The problem is that Tom can’t run the farm alone, but because he is of that generation of men, unable to communicate with their children, he never fully articulates what it is he wants from Mark. And Mark, who is a doctoral student at Trinity College, is too passive to ever truly stand up to his father’s unspoken demands. But these parental obligations — and expectations — weigh on him heavily.

Mark might be approaching 30, but he has never truly managed to live his own life. Weekends are reluctantly — and resentfully — given up to help Tom bale hay or plough fields, and when the father and son are together there is tension between them. Words, when they are spoken, are harsh and bitter-edged. It is only the delicate manoeuvring of Mark’s mother that keeps the fragile peace in place.

Then, inevitably, Mark falls in love with a trainee solicitor, the beguiling Joanne, he meets at a party in Dublin. By a stroke of co-incidence (and there are several of these in the book), Jo happens to be from his home town, and she, too, has problems with her parents: she is estranged from her mother, and her father, whom she did not trust, is dead. This may partly explain why Mark and Joanne hit it off so quickly.

But McKeon uses the pairing to set up an unconvincing (and in my opinion, unnecessary) plot device, in which Joanne’s dad and Mark’s dad have past history. It seems the two of them spectacularly fell out over a property deal decades ago, and this creates additional tension for Mark — how does he tell his father that his new priority is a woman, rather than the farm, and worse, how does he tell him that the woman is the daughter of a man who wronged him?

That bit of melodrama aside, the novel is written in an understated, restrained style.

In the book’s prologue, we know there has been some kind of family tragedy — Tom and Mark are together on the farm, looking after a young girl, whom we can only assume is Mark’s daughter — but McKeon refrains from offering any explanation. Indeed, when the tragedy occurs, more than halfway through the book, it’s written in such vague terms it seems anti-climactic. I had to re-read it several times to make sure I’d understood what had happened.

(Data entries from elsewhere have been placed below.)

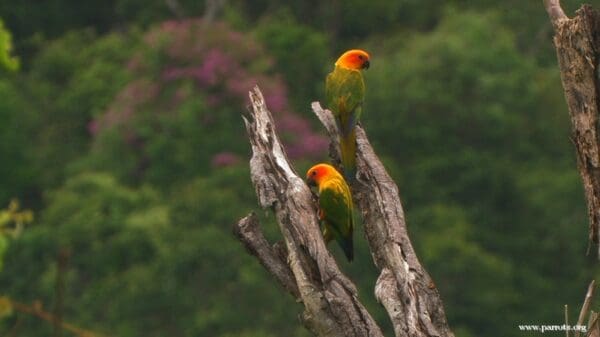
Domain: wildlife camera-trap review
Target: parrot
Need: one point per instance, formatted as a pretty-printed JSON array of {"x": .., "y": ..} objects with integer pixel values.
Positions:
[
  {"x": 345, "y": 93},
  {"x": 335, "y": 206}
]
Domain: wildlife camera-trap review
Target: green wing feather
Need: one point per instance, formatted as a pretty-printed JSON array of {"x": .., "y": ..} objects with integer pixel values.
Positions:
[
  {"x": 345, "y": 90},
  {"x": 335, "y": 203}
]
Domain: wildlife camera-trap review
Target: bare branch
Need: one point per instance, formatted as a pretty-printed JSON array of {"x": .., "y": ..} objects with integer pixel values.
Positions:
[
  {"x": 403, "y": 287},
  {"x": 329, "y": 297},
  {"x": 585, "y": 308},
  {"x": 248, "y": 232},
  {"x": 577, "y": 45},
  {"x": 555, "y": 12}
]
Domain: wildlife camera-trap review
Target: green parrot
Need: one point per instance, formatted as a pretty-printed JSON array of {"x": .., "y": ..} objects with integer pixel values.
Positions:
[
  {"x": 335, "y": 206},
  {"x": 345, "y": 91}
]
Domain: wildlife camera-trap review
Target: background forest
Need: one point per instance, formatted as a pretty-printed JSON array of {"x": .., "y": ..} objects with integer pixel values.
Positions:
[{"x": 121, "y": 130}]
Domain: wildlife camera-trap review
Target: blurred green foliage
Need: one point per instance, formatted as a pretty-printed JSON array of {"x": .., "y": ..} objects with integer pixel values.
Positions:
[
  {"x": 7, "y": 61},
  {"x": 122, "y": 130}
]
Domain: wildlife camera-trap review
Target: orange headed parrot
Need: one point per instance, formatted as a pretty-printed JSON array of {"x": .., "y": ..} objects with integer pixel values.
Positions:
[
  {"x": 335, "y": 206},
  {"x": 345, "y": 90}
]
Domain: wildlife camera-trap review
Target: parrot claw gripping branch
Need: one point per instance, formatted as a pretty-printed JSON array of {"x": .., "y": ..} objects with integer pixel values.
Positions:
[{"x": 306, "y": 269}]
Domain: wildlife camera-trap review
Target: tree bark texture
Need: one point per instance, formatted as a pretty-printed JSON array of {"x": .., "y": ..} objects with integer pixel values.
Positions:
[
  {"x": 304, "y": 266},
  {"x": 577, "y": 43}
]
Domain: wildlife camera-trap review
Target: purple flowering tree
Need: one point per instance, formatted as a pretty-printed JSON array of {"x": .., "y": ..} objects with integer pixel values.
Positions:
[{"x": 180, "y": 108}]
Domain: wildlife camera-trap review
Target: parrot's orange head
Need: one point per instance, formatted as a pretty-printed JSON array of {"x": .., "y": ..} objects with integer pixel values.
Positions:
[
  {"x": 318, "y": 173},
  {"x": 355, "y": 59}
]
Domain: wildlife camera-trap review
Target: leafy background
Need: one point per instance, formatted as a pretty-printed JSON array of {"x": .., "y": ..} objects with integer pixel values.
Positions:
[{"x": 121, "y": 130}]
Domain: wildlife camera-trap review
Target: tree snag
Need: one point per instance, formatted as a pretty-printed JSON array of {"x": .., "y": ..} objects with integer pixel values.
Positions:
[
  {"x": 577, "y": 43},
  {"x": 306, "y": 269}
]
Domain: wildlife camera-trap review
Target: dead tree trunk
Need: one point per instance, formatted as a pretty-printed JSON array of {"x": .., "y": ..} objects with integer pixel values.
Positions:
[
  {"x": 577, "y": 43},
  {"x": 303, "y": 265}
]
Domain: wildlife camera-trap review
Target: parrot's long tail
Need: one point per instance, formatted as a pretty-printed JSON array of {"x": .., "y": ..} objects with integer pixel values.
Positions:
[
  {"x": 348, "y": 153},
  {"x": 347, "y": 246}
]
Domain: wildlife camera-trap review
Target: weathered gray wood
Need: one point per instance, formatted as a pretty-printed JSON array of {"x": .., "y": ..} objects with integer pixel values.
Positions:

By contrast, some of the scenes in the book seem over-worked and false — Joanne’s troubles at work, for instance, seem laboured; Mark’s shopping trip with his mother doesn’t completely ring true — but there’s a quiet and devastating beauty to this story, about real people trying to make the best of their lives under trying circumstances. As a portrait of a father and son battling to comprehend, trust and respect one another, it’s very authentic — to the point I wanted to yell at Mark to stand up for himself and to pull Tom aside to have a few quiet words.

Solace may not be a polished novel, but it’s an astoundingly good one for a first-time author, and it certainly marks McKeon as a new Irish literary talent to watch.